Vayor Navoisn heeft de leiding in handen heeft van de groep die de mensen van de gedode Sorane moet opsporen. Hij kijkt zijn ondergeschikten even streng aan.
‘Voorlopig concentreren we ons op die gewezen agente Raya Verodin en de twee anderen. Zij lijken me belangrijker, dan die Ena Ros.’
‘Ik denk dat we toch moeten uitzoeken waar zij vandaan komt. Misschien is ze een amazone spionne.’
‘Mar Venta, je moet niet denken, maar bevelen uitvoeren.’
De vrouw schrikt en keert zich dadelijk om, want ze weet dat Kor Navoisn genadeloos omgaat met ondergeschikten die zich niet met volle inzet aan hun taak wijden. Maar nog voor ze de deur uitstapt, klinkt een stem.
‘Mar Venta, blijf. De anderen voeren hun bevelen uit.’
Verbaasd keert ze om, want ze heeft de stem van de almachtige meesteres herkent. Angstig kijkt ze de blonde vrouw aan.
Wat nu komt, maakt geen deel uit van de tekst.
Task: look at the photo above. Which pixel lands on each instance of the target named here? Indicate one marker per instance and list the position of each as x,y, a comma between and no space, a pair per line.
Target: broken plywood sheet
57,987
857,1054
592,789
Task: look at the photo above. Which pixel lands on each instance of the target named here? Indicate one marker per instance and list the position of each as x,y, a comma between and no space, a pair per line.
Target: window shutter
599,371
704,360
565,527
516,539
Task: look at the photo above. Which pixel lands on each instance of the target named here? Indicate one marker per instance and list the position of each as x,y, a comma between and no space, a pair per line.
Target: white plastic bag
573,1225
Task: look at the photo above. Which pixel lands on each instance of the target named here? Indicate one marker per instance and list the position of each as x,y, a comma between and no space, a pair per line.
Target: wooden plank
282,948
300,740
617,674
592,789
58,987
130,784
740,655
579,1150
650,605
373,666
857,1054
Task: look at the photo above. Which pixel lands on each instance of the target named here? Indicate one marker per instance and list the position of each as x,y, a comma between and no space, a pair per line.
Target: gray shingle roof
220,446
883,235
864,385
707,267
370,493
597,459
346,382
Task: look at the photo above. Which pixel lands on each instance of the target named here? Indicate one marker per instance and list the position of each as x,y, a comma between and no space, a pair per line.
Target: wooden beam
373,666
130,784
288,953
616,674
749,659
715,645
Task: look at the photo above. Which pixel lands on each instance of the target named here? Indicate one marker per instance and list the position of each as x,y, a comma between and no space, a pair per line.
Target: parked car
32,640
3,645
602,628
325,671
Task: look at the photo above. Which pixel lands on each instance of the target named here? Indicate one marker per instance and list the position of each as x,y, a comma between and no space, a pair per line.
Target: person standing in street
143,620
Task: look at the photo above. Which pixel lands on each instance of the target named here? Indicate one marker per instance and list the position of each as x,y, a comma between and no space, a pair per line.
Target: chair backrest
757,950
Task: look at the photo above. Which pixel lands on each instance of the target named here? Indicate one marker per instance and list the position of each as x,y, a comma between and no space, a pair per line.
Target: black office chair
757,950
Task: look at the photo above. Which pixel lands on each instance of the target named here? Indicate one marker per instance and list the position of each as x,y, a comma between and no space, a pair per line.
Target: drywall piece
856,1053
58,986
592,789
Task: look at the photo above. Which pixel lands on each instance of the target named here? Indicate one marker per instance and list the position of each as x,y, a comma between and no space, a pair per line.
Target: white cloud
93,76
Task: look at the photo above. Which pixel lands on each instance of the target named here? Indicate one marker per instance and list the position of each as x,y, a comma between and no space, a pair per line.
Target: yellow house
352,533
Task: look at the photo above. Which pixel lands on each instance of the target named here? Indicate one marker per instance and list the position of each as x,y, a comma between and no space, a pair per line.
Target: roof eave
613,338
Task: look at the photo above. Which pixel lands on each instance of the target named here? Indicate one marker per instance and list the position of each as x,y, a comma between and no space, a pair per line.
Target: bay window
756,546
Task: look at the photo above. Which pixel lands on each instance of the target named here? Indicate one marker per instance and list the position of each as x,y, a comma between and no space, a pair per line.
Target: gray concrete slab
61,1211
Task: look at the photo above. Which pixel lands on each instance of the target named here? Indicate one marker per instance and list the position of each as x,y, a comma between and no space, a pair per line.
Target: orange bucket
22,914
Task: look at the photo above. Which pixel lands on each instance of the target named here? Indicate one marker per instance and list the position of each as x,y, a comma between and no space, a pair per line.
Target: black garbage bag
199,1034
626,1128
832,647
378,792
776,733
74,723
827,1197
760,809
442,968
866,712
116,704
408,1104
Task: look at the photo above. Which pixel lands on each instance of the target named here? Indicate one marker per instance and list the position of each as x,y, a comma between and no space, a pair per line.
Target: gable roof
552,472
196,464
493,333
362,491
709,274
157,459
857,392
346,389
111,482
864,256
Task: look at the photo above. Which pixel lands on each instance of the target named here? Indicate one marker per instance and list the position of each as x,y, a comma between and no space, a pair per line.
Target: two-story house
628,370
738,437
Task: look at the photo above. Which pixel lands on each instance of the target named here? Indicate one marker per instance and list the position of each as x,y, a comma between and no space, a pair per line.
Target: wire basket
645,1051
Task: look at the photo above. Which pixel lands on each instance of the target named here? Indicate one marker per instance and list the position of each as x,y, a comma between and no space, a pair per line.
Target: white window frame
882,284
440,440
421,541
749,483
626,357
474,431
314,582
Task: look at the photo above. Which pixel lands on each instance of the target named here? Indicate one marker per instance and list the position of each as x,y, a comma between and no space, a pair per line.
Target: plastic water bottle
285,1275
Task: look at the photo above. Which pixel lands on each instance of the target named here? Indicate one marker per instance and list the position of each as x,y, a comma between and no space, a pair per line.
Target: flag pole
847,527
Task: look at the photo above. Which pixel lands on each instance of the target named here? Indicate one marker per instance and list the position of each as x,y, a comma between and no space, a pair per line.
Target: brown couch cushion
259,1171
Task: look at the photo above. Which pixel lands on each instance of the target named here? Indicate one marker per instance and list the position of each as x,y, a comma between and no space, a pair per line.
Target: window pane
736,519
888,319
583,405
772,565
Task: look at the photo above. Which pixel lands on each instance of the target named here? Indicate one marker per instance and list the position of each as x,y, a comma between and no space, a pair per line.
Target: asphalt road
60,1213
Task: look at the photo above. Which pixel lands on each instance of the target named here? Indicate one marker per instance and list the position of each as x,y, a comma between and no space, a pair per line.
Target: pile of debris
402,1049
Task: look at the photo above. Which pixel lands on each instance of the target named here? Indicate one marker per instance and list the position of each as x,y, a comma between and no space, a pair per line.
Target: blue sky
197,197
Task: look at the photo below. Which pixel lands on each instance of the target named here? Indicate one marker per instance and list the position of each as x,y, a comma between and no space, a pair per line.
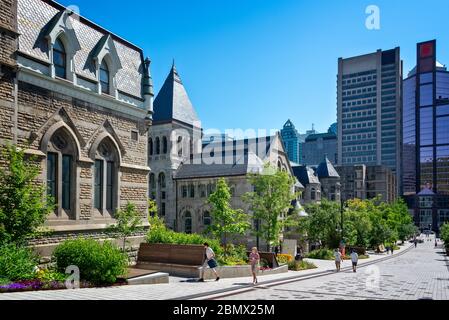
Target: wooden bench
177,260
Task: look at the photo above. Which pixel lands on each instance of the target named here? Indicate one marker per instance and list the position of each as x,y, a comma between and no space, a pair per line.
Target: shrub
284,258
160,234
301,265
17,263
321,254
99,263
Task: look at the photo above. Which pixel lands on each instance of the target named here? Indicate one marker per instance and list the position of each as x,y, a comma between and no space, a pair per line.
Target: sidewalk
182,287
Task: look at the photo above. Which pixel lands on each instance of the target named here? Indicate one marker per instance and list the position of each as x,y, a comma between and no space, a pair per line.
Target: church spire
173,102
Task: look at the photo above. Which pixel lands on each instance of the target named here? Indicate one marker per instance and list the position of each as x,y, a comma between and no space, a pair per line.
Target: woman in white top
209,261
337,254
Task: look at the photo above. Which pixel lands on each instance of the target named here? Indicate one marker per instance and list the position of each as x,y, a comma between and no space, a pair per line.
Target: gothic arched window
164,145
152,186
207,219
162,193
188,222
61,168
104,77
106,177
60,59
150,146
158,145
Toch merkt ze dat de handen van haar overste ook lichtjes trillen.
Als alle ondergeschikten het vertrek verlaten hebben, zegt Jakira:
‘Kor Navoisn, u negeert de opmerking van Mar Venta.’
‘Ja, excellentie. Als we Raya kunnen grijpen, dan hebben we al haar medeplichtigen in onze macht. Als ze praat dan...’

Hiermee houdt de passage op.